As Nik put one leather stocking-shoe (his shoes were so flexible they almost looked like socks) onto the wire in front of the other, balancing his wire-walking pole horizontally, a camera gave us his view into the canyon below. It was horrifyingly dizzying to me. What happened next was that Nik began to call on the Lord in an intensely personal way. I was deeply touched. I realized that, not only was this man asking for help, he was praising and loving Jesus, revering God as King and exalting him as he made his way across this gorge, 178 countries watching by television. He acknowledged Christ as his everything, his all. He asked God to calm the wind. He took authority over it in the name of Jesus. He prayed, very fervently, nearly all of the way across the gorge. One step at a time he picked his way along this incredible journey, PRAYING intimate prayers most of the way. They were faith-filled prayers. They were humble, servant prayers. They were detailed prayers, mentioning the fact that the wire needed to be calmed down, the wind needed settling. At one point he testified that God was giving him strength. At somewhere near the halfway point, I bailed out of the den, leaving Gary to watch as I shouted questions from an adjacent room. I then stayed up until 12:30 a.m. to watch the walk in its entirety. It was like the most powerful devotional time and most riveting church service I had experienced in some time all rolled into one. Almost immediately I realized what was happening; I KNEW that God wanted me to approach my life and its myriad challenges exactly the way that Nik approached EACH step of his walk across the canyon; soaked in prayer, strengthened by faith, led by the Holy Spirit, and with a backdrop of unceasing praise born of an intimate love relationship with Him.

I thought about the things that had been worrying me lately. I thought about several forks in the road that have me confounded. Then I wondered what would happen if I trusted every step of the rest of life's journey to Jesus in such a profoundly faith-filled way. I started chatting online with an Australian friend. She told me that she had known nothing about Nik's planned walk but happened to tune in at the beginning. She said that she knew I was aware that she was not "religious" in any way, but that witnessing Nik's feat indicated to her that "faith is real." She also said that she, like me, had drawn the analogy to every person's personal walk through life's challenges. When she communicated all of this to me over Facebook chat, I had an instant realization that God had orchestrated this event and used it to communicate this truth to millions. He wants us all to know that, if we choose to walk closely with Him, He will take care of us, guide us, protect us, and lead us EVERY STEP OF THE WAY.

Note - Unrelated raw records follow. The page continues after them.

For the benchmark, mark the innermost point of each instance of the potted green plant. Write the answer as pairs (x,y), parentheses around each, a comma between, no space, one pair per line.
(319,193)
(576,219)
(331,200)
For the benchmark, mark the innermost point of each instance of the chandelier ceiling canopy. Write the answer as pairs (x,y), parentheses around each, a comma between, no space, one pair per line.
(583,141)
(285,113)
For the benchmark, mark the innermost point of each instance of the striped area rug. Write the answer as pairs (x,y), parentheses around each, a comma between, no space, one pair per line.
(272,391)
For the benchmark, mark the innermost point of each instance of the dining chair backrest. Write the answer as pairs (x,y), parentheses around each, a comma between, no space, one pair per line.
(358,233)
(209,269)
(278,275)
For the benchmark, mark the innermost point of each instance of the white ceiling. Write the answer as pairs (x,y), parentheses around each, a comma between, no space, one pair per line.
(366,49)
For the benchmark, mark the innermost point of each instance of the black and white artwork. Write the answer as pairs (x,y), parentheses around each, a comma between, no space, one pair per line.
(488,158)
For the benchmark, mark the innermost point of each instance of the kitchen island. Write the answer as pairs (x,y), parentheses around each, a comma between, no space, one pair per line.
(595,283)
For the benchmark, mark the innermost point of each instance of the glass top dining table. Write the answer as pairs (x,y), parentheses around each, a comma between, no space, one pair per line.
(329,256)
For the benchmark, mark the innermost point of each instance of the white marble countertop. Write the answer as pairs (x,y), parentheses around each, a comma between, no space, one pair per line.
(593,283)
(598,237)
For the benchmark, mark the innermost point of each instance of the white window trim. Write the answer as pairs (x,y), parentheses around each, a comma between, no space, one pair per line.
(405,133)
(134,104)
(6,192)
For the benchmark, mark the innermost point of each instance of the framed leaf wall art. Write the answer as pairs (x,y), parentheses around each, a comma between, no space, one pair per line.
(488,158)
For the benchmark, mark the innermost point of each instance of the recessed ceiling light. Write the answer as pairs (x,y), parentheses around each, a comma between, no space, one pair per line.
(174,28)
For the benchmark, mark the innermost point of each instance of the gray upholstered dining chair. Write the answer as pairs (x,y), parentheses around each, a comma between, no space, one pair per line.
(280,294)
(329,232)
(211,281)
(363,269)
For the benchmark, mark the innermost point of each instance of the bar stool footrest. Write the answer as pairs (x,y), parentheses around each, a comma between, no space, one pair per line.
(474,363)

As I nestled into bed, my heart full of the goodness of the Lord to reach out to us, to speak to us so freely in the midst of our need, I asked Him to help me to remember all of the many lessons of the evening. I realized that the fact that Nik, as has been the long-standing tradition of his wire-walking family, did not use a safety net, carries another obvious message. All of the dependencies (overuse of hobbies, overeating, overuse of the internet, etc.) that I run to to help me limp from one stone to the next in the rushing river of life are unnecessary if I will take Christ's hand. If I will commit myself to Him and soak my life in His.  While Nik picked his way along, I had also thought about the fact that the dreams God gives us are part-and-parcel of who He made us to be. Those dreams I have let die can be brought back to life under the power of prayer and the step-by-step with God approach Nik used on that wire.

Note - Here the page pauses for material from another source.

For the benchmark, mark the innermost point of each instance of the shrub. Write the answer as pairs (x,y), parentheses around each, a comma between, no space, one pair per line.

Finally, I remember the moments just after the walk, when Nik spent some time on the side of the canyon alone. I imagined he was thanking God for making his dream come true. I imagined that it was an intimate moment between a loving, personal God and the man whose faith and hard work resulted in victory. How sweet those moments will be for me, too! I will remind myself today that I was not created for defeat. God has mountaintop moments for me, too. My story has not been fully written. I can hardly wait for the next chapter.




Sunday, June 16, 2013

Every So Often....

Every so often, my overuse of certain adult pacifiers (Facebook, sugar/food, internet information-surfing, hobbies, ebay-browsing) creates a callous on the heel of my life, and I have to address. I'm sorry if you are a regular reader and are straight-up sick and tired of this theme. It is interesting to me, however, that I am on a tether of sorts...I have a certain weight that pings an alarm in my heart, and God allows certain things to happen to alert me in the other areas, too! Mostly it is that urgent, desperate grabbing feeling that leads me back to my Bible and to prayer. Desperate and grabbing usually leads to serious missteps. I am so tired of it.

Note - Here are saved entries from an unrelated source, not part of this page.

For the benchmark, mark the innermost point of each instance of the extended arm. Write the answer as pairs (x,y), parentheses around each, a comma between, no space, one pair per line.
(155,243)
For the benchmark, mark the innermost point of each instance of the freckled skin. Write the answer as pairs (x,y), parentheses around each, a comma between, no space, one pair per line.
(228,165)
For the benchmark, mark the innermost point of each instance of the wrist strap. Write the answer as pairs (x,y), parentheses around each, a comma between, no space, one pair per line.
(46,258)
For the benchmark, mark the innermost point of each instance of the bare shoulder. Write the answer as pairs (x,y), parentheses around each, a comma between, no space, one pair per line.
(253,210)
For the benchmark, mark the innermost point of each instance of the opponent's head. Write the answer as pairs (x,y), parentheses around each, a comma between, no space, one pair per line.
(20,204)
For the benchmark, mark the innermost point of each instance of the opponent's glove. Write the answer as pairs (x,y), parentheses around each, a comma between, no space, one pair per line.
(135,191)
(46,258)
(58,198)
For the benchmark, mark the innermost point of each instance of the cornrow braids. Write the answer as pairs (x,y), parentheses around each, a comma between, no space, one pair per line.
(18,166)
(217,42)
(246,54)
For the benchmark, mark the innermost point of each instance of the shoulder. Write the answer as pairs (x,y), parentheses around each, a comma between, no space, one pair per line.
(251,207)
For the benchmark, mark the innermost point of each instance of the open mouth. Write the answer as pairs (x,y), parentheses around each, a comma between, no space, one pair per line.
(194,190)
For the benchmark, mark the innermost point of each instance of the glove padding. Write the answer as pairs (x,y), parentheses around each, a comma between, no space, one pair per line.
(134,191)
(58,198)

As I have underscored in previous blog posts, a lot of sea changes happen in my life when I back off from my addictions. The first thing that happens is that fear rushes in, and huge waves of uncertainty tower over me. I don't have my life preservers. I flounder a little bit. The next thing that happens is that I start having to deal with all of the emotions that I had been seeking to numb through my addictions. Those waves can hold me underwater at times. It's a lot of work to live life without any crutches. Today I will comfort myself with the fact that Jesus said His yoke is easy and His burden is light. In other words, if I will surrender my all to Him, He'll do all of the heavy lifting.

Today is a BEAUTIFUL day. I will place all of my fears, regrets, shame and heartache in a box and sail them down the river to heaven. God will dispose of them and He will bathe me in His light and His love. There is no detail that He is not intimately concerned with.

Thursday, June 13, 2013

Making Wanky Work for Me

Yesterday someone treated me kind of wanky. You know, they acted funky around me and then made me feel kinda unwelcome. We've all been there. We can't all agree. My husband pointed out to me, in so many words, that the problem was theirs, not mine. That I had a right to the opinions I had expressed to them that may or may not have led to the wanky.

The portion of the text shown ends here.